Primo: Il celibato è un valore nella vita della Chiesa. Molti di quelli che vivono il celibato conducono una vita esemplare che è motivo di ispirazione. Pertanto, non è il celibato che metto in discussione, ma la sua obbligatorietà. Quando il celibato è imposto ed è obbligatorio può essere causa di sofferenze umane non necessarie. Il celibato accettato come carisma è benedetto e il celibato obbligatorio e imposto può diventare un martirio silenzioso. Questo tema è già stato abbastanza discusso nella Chiesa e continua ad esserlo. Recentemente, il vescovo Clemente Isnard ha parlato della questione in un libro intitolato “Riflessioni di un vescovo” (v. Adista n. 54/08, ndt). E il teologo americano Donald Cozzens ha scritto un libro dal titolo “Liberare il celibato”. Tuttavia, quello che dico nell’intervista non svaluta la disciplina del celibato.

Secondo: Per quel che riguarda gli omosessuali, noi dobbiamo amarli come fratelli. Oggi, a causa della crescente omofobia, diventa più che mai necessario lo spirito di tolleranza. In caso contrario assisteremmo a sfilacciamenti del tessuto della società civile con conseguenze funeste per la convivialità e per il rispetto necessario. Come prete e deputato, lotto per la tolleranza e contro la discriminazione del diverso. Nessuno può essere privato dei suoi diritti per il fatto di essere omosessuale. Gesù di Nazaret ha mostrato che il rispetto per la dignità umana è il rimedio per combattere l’intolleranza e la discriminazione.

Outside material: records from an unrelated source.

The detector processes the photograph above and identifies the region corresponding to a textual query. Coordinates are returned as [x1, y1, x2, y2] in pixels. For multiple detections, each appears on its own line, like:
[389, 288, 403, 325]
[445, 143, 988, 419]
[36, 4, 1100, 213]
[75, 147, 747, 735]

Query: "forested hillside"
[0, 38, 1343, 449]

“Ogni genere di discriminazione circa i diritti fondamentali della persona, sia in campo sociale che culturale, in ragione del sesso, della razza, del colore, della condizione sociale, della lingua o religione, deve essere superato ed eliminato, come contrario al disegno di Dio” (Gs 29). La pedagogia di Gesù era una pedagogia dell’accoglienza. Poco importava chi fossero i suoi ascoltatori: bastava che avessero orecchie aperte per accogliere la sua parola e un cuore aperto per iniziare il cammino di adesione al Regno.

In questa società omofobica gli omosessuali sono costretti al silenzio. Si libera dai pregiudizi solo chi è capace di restituire la parola a quelli che sono fatti tacere. La tolleranza nei confronti degli omosessuali è prima di tutto un’esi-genza etica. Rappresenta il diritto che deve essere riconosciuto ad ogni persona.

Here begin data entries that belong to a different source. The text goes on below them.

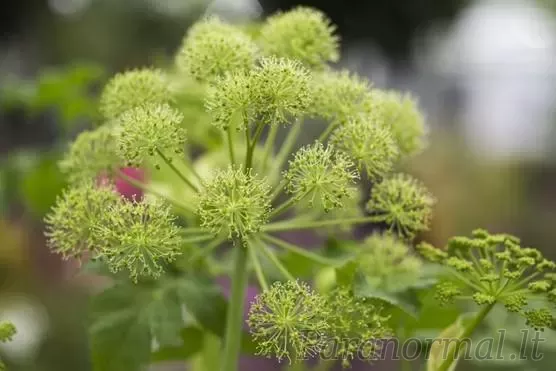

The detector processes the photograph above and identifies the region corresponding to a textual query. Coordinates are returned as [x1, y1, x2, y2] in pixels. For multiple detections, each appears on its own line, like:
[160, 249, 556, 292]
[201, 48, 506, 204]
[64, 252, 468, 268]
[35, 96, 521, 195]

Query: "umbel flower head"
[45, 180, 120, 259]
[60, 124, 121, 183]
[330, 115, 398, 180]
[324, 287, 391, 367]
[365, 89, 426, 156]
[118, 104, 186, 167]
[176, 17, 258, 81]
[357, 233, 422, 292]
[284, 142, 359, 212]
[417, 229, 556, 330]
[312, 70, 371, 123]
[197, 166, 270, 241]
[0, 321, 17, 343]
[260, 6, 340, 68]
[92, 199, 183, 281]
[367, 174, 436, 239]
[100, 68, 171, 121]
[248, 281, 330, 363]
[249, 57, 312, 124]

Terzo: L’epidemia di Aids è una realtà che interpella la Chiesa nella sua morale. La morale è una realtà pratica che ha delle conseguenze. Ci confrontiamo costantemente con i due poli della Morale Ideale predicata dalla Chiesa, da un lato, e della realtà, dall’altro. L’ideale della morale della Chiesa deve essere visto come una meta che permette di orientarsi. In questa prospettiva, nessuno si sente colpevolizzato o disobbediente per non realizzare quanto viene proposto, ma ognuno sa dove dirigersi. L’ideale sarebbe che nessuno venisse contagiato dall’Aids, ma la realtà è un’altra. A causa del crescente numero di vittime di malattie sessualmente trasmissibili, il preservativo diventa una questione di salute pubblica, come nel caso della gravidanza nell’adolescenza. Mi ricordo di un’intervista in cui il card. Arns, negli anni ’90, disse che il preservativo era un male minore. E il cardinale non mancò in nessun momento di rispetto alla dottrina della Chiesa.

Come prete, so che il vescovo è il pastore della Chiesa, per questo nel giorno della mia ordinazione ho giurato obbedienza al mio vescovo. Ma l’obbedienza intesa nel suo significato teologico comprende la capacità di dialogare senza sottomissione. Come ricorda dom Tomás Balduino, “l’autorità della Chiesa ha mille cammini per dialogare con il sacerdote”.

Che il Dio della misericordia, della tenerezza, della bontà e dell’amore mi conceda, in questa Quaresima, la serenità delle Beatitudini perché possa affrontare questa mia sofferenza che mi porterà alla gioia della Pasqua.